The Dean's List - Are You A Father Or A Daddy?

I wrote this a few years ago and will continue to share every Father's Day.....

It's odd...A man that I didn't have that much time with, one that has been gone since I was 6, one that I only have a few memories of, can still to this day have so much influence on my life! As time goes on, I thought it would get easier, but it has become harder! I guess it's the wondering what my life would have been like if he was around a little longer....

For now, all I have are the memories and proof that I had a Daddy......

I was around 5 years old and I was riding in the car with my daddy. A guy cut him off and my father had to slam on his brakes to stop. This was before car seats and seat belt laws, so I flew forward and hit my head on the dashboard. My daddy jumped out the car and ran over to my side to make sure I was alright. He picked me up and held me while drying my tears, at the same time cursing out the guy he had just hit. He took me to his favorite watering hole (I wish I knew where it was), sat me on top of the bar and bought me an Orange Crush while telling everyone there what a brave little girl I was.

It must have been around the same year, I had an upcoming dance recital and my daddy made a very big to-do of it by planning a party. He stayed up all night cooking and roasting a whole pig in the back yard (my daddy was a chef). Even though he was tired from staying up all night, he made it to my recital and then entertained all of the guests back at the house until the wee hours of the morning. He also made me do my dance for our company several times.

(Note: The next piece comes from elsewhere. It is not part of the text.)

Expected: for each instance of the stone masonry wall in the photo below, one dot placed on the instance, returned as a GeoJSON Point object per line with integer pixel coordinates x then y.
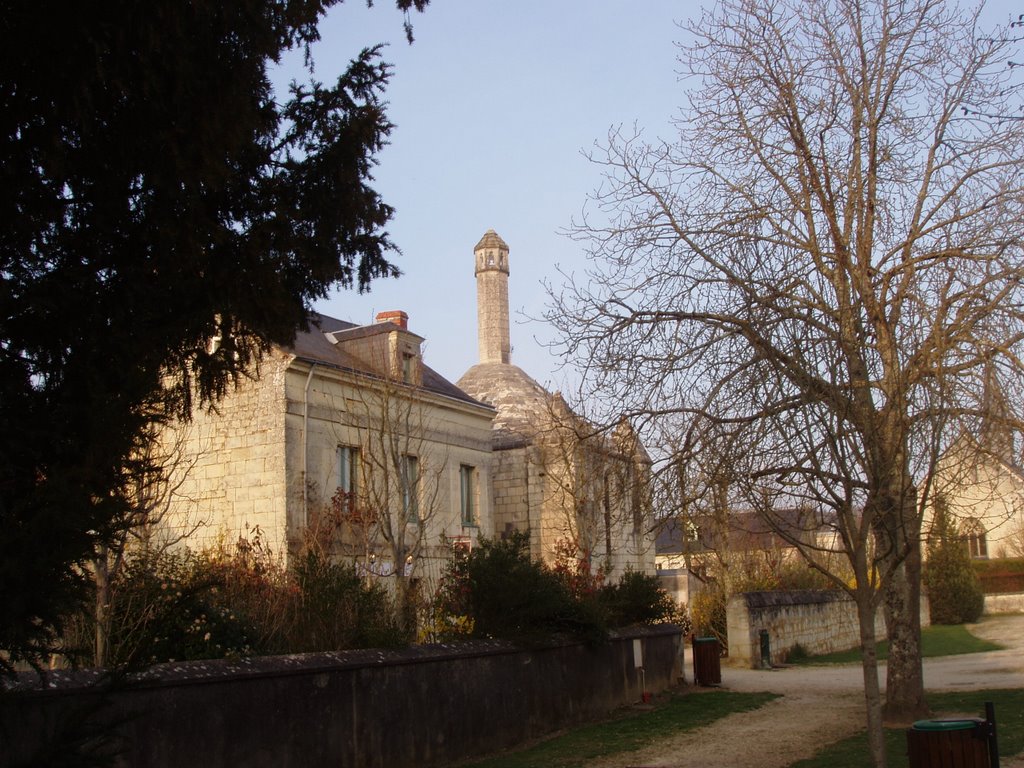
{"type": "Point", "coordinates": [819, 622]}
{"type": "Point", "coordinates": [427, 706]}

The only other memories I have of my daddy is the day we got the call from the hospital saying he had passed away and his funeral. We had just returned home from the hospital.  Children weren't allowed to visit patients back then, but they brought me in the back way so I could see him.  He didn't know I was there because he was in a coma.  I only remember seeing an orange tube coming out of his nose. I answered the phone when the doctor called and even though I was only 6 years old, I knew why he was calling. I began crying and so did everyone in the house.  

I remember looking out of the back window of the limo as we left Baber AME Church, then on Union Street, while we were headed to the Mt. Hope Cemetery. I tried to count the hundreds of cars following behind us. I also remember my mother not letting me get out the car once we reached the cemetery because it was a frigid January day and she said it was too cold. 

Those are the only real memories I have of my daddy. All of the other information I have received has come from friends and relatives. One thing was perfectly clear to me – I had a daddy, not just a father. Not just a father who produced and planted the seed that created me, but a daddy who nurtured me, protected me and loved me. I was truly, “Daddy’s Little Girl.”

Even though the time I spent with my daddy was short and most of it I can’t even remember, I do know I was truly loved by him.

So the question on this Father’s Day, 2018 – Are you a father or a daddy? If you are alive and breathing, there is no reason for you not to be a daddy to your child(ren). Don’t waste a moment – Tomorrow is not promised.

Happy Daddy’s Day!!! I miss you more than words can say!!!